-
Notifications
You must be signed in to change notification settings - Fork 867
Description
Hi, I have several interesting observations while using DLRM.
- The following code (line 223 - 225) to randomize data doesn't seem to work:
Lines 214 to 225 in fbc37eb
| # create reordering | |
| indices = np.arange(len(y)) | |
| if split == "none": | |
| # randomize all data | |
| if randomize == "total": | |
| indices = np.random.permutation(indices) | |
| print("Randomized indices...") | |
| X_int[indices] = X_int | |
| X_cat[indices] = X_cat | |
| y[indices] = y |
Maybe here the code should be like:
self.X_int = X_int[indices]
self.X_cat = X_cat[indices]
self.y = y[indices]But fortunately, this code seems never triggered in the current version.
- I got warnings when running the following code (torch=1.10.1, numpy=1.21.5):
UserWarning: Creating a tensor from a list of numpy.ndarrays is extremely slow. Please consider converting the list to a single numpy.ndarray with numpy.array() before converting to a tensor. (Triggered internally at ../torch/csrc/utils/tensor_new.cpp:201.)
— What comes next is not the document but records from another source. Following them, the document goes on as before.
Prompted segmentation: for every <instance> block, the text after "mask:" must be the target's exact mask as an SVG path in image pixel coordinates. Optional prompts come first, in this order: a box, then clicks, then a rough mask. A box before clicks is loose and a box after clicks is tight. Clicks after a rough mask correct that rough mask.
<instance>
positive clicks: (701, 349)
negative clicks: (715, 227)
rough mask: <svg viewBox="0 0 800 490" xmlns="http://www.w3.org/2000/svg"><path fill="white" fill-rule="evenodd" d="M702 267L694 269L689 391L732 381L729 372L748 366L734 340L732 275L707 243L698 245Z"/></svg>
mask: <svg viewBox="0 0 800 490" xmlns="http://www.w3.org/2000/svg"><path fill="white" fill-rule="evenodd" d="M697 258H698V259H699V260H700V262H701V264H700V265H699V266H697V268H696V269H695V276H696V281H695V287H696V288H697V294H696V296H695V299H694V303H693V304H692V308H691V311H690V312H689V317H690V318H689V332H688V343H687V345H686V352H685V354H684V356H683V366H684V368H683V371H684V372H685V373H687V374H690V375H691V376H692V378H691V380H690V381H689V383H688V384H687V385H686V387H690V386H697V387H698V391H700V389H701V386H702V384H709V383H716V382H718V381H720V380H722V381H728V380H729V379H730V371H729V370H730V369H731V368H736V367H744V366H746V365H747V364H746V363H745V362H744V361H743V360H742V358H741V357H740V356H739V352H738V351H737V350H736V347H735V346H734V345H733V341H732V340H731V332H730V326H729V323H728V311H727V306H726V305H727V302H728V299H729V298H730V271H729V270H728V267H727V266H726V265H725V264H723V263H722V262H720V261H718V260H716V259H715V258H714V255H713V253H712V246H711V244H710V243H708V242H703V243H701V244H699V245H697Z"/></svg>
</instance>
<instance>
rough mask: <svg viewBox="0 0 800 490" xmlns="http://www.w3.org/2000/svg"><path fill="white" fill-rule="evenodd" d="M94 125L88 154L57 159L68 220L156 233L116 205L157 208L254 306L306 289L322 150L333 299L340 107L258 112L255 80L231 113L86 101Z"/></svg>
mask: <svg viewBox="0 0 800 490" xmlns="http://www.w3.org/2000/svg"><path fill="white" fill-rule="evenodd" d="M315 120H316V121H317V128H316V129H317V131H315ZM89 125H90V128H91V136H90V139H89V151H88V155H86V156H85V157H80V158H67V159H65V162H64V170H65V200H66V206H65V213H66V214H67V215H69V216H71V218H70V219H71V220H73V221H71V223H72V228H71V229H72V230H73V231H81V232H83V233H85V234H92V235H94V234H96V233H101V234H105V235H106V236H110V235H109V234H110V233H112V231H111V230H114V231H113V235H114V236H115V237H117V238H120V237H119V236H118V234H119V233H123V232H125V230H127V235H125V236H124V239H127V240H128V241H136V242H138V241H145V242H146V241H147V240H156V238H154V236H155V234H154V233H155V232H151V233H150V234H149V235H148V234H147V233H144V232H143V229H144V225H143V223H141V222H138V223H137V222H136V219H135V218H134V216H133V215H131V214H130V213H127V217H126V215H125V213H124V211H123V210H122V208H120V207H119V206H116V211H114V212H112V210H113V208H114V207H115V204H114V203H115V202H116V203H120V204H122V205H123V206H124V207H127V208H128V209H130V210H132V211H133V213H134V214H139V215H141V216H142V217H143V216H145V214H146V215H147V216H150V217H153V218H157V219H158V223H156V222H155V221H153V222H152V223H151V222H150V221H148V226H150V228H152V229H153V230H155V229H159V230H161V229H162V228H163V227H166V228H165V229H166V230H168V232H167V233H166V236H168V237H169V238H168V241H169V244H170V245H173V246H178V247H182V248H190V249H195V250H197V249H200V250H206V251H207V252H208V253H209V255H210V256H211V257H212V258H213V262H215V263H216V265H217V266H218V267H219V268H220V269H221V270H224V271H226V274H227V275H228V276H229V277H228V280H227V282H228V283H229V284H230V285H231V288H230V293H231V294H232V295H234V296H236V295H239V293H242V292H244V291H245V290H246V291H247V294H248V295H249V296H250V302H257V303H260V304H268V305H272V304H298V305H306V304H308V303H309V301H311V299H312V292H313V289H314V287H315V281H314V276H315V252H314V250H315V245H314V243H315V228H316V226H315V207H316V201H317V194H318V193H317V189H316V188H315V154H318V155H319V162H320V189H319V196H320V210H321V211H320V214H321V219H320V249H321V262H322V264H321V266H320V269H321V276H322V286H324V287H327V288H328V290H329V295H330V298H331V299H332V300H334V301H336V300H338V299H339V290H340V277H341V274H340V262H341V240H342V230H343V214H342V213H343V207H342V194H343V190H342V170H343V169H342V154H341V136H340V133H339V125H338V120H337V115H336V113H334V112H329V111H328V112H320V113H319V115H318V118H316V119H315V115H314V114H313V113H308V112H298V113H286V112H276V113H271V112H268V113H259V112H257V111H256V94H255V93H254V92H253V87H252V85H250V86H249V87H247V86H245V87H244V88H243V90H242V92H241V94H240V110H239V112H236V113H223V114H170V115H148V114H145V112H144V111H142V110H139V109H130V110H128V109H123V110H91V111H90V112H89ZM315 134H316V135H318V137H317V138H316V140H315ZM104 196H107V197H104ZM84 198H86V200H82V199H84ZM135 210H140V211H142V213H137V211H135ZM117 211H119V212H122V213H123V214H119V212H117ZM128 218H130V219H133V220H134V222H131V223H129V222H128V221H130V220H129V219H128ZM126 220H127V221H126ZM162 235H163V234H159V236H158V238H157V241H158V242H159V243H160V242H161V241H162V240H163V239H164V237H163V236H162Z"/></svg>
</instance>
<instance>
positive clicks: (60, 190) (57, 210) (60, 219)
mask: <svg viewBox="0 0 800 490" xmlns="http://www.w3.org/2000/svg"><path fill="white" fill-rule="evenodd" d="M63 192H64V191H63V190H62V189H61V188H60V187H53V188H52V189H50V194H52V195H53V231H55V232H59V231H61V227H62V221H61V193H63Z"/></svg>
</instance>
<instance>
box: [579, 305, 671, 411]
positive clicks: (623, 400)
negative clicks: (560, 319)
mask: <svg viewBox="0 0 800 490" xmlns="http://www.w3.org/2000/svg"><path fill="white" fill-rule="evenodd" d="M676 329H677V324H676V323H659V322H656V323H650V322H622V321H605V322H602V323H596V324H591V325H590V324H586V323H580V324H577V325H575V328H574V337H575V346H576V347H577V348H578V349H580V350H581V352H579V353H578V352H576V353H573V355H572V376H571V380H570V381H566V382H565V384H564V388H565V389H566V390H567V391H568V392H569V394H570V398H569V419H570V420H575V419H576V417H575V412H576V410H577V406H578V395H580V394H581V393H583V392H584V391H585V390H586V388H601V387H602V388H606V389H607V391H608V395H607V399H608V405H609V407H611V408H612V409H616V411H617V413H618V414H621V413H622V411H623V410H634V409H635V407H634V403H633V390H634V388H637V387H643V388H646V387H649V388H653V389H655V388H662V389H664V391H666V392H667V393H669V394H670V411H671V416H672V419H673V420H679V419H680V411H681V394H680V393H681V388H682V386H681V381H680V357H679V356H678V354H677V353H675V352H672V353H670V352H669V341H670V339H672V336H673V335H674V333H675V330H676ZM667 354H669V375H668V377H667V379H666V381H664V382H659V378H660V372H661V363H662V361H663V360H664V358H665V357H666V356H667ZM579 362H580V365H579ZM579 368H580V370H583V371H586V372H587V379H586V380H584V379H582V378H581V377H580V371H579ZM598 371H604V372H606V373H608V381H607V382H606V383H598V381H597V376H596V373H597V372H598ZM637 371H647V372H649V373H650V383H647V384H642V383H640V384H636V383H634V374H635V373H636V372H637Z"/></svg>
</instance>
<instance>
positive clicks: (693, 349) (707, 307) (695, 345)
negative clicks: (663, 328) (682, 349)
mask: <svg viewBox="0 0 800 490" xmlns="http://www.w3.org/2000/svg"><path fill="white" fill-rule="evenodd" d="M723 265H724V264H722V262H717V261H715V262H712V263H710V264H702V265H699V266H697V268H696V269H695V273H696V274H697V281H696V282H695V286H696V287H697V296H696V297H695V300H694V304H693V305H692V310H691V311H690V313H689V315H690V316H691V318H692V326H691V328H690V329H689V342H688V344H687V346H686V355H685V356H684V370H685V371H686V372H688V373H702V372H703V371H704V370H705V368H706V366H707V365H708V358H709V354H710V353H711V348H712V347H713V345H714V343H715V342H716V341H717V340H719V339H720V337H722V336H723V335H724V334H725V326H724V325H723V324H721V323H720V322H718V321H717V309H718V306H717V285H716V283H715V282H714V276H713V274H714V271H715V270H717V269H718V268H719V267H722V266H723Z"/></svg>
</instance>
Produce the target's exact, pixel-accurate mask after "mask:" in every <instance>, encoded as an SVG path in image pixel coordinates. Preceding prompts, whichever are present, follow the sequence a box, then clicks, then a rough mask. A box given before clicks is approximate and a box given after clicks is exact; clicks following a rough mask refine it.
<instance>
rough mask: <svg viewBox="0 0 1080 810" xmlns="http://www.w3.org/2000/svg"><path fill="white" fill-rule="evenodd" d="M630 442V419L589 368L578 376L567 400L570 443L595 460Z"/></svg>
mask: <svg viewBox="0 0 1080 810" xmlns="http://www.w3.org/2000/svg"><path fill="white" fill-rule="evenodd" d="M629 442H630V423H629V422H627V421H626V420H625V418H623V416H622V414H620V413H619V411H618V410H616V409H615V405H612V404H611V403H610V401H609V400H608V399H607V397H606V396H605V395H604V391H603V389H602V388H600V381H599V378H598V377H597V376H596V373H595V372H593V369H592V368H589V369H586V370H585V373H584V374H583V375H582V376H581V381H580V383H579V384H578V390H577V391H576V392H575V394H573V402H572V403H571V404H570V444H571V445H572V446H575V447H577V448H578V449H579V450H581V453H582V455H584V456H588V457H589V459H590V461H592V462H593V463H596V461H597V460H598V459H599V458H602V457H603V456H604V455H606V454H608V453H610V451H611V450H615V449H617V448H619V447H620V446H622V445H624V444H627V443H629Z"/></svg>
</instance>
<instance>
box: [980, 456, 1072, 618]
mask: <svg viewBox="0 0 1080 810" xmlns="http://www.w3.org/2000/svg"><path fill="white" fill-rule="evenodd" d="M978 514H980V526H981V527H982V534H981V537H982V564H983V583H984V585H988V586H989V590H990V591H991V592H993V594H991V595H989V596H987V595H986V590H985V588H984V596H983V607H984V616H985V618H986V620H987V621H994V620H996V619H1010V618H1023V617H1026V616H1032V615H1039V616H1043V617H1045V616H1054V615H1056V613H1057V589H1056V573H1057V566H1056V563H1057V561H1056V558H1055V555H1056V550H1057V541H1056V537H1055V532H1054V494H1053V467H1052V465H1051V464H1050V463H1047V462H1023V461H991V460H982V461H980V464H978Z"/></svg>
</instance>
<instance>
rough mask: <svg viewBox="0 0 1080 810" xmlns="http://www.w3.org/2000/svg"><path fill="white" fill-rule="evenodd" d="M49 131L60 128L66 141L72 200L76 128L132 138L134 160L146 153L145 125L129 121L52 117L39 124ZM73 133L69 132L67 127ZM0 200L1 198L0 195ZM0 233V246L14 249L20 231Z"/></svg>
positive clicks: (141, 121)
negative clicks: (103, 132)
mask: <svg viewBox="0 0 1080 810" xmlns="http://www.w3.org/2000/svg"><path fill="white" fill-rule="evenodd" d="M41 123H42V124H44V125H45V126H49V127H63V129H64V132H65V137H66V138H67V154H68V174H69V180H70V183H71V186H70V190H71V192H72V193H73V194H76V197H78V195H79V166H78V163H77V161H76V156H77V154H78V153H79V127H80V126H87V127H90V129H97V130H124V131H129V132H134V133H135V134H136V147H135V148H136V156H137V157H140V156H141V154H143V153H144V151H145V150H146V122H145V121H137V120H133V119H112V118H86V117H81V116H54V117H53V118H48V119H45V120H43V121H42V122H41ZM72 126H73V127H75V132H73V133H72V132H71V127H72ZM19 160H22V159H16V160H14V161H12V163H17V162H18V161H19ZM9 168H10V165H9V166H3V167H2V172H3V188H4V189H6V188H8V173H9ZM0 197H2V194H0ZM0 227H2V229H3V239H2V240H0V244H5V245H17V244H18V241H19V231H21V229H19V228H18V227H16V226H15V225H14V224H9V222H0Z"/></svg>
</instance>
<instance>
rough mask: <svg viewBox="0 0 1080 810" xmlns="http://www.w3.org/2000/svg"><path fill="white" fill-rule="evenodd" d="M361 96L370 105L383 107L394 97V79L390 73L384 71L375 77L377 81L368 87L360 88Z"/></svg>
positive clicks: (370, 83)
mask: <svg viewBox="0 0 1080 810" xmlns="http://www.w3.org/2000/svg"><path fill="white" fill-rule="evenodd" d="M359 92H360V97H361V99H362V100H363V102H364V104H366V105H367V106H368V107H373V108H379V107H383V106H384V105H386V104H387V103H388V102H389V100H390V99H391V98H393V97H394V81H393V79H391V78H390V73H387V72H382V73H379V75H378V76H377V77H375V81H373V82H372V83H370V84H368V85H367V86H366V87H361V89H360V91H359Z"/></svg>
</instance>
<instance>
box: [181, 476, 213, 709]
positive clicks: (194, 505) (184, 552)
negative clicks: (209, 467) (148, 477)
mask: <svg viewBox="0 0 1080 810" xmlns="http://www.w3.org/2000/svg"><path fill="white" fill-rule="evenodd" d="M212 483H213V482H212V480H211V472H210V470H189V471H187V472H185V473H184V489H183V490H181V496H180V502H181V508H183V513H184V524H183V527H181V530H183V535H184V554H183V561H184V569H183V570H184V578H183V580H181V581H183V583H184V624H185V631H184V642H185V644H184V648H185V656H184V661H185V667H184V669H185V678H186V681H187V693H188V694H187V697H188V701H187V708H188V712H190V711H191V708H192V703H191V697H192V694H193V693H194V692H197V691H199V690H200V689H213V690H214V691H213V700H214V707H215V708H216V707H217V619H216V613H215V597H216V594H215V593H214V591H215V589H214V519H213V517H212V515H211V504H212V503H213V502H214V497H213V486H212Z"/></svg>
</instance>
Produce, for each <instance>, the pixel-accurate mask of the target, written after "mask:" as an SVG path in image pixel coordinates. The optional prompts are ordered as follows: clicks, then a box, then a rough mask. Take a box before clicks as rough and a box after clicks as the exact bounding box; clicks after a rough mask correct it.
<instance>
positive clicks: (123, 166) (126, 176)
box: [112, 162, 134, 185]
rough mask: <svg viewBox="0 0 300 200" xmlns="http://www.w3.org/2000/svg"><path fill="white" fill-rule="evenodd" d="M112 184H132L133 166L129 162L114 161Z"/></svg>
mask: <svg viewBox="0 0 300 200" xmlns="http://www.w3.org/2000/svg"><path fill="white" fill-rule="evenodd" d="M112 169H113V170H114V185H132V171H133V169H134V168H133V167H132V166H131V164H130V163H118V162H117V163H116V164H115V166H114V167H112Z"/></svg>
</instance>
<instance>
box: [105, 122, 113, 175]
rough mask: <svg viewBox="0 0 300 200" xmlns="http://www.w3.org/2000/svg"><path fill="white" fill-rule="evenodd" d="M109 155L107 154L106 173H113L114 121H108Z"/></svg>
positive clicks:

Lines 328 to 333 in 9c2fda7
| def collate_wrapper_criteo_offset(list_of_tuples): | |
| # where each tuple is (X_int, X_cat, y) | |
| transposed_data = list(zip(*list_of_tuples)) | |
| X_int = torch.log(torch.tensor(transposed_data[0], dtype=torch.float) + 1) | |
| X_cat = torch.tensor(transposed_data[1], dtype=torch.long) | |
| T = torch.tensor(transposed_data[2], dtype=torch.float32).view(-1, 1) |
Lines 399 to 404 in 9c2fda7
| def collate_wrapper_criteo_length(list_of_tuples): | |
| # where each tuple is (X_int, X_cat, y) | |
| transposed_data = list(zip(*list_of_tuples)) | |
| X_int = torch.log(torch.tensor(transposed_data[0], dtype=torch.float) + 1) | |
| X_cat = torch.tensor(transposed_data[1], dtype=torch.long) | |
| T = torch.tensor(transposed_data[2], dtype=torch.float32).view(-1, 1) |
This might be a bug of PyTorch, see pytorch/pytorch#13918, and I followed the instruction to modify the code as:
X_int = torch.log(torch.tensor(np.array(transposed_data[0]), dtype=torch.float) + 1)
X_cat = torch.tensor(np.array(transposed_data[1]), dtype=torch.long)
T = torch.tensor(np.array(transposed_data[2]), dtype=torch.float32).view(-1, 1)This modification speeds up the training process about 100%, from ~30 ms/it to ~15 ms/it on my machine (12x CPUs, 1x GTX 1060). I guess this is because the collect function is frequently called during training. Anyway, I hope this can be useful for others to train DLRM.
- This is just a small optimization. It seems
X_int, X_cat, T, indicesare all numpy.ndarray here:
Lines 247 to 259 in 9c2fda7
| # create training, validation, and test sets | |
| if split == 'train': | |
| self.X_int = [X_int[i] for i in train_indices] | |
| self.X_cat = [X_cat[i] for i in train_indices] | |
| self.y = [y[i] for i in train_indices] | |
| elif split == 'val': | |
| self.X_int = [X_int[i] for i in val_indices] | |
| self.X_cat = [X_cat[i] for i in val_indices] | |
| self.y = [y[i] for i in val_indices] | |
| elif split == 'test': | |
| self.X_int = [X_int[i] for i in test_indices] | |
| self.X_cat = [X_cat[i] for i in test_indices] | |
| self.y = [y[i] for i in test_indices] |
So, if I rewrite the above code to:
# create training, validation, and test sets
if split == 'train':
self.X_int = X_int[train_indices]
self.X_cat = X_cat[train_indices]
self.y = y[train_indices]
elif split == 'val':
self.X_int = X_int[val_indices]
self.X_cat = X_cat[val_indices]
self.y = y[val_indices]
elif split == 'test':
self.X_int = X_int[test_indices]
self.X_cat = X_cat[test_indices]
self.y = y[test_indices]This can reduce ~15 s when creating the Kaggle dataset on my machine.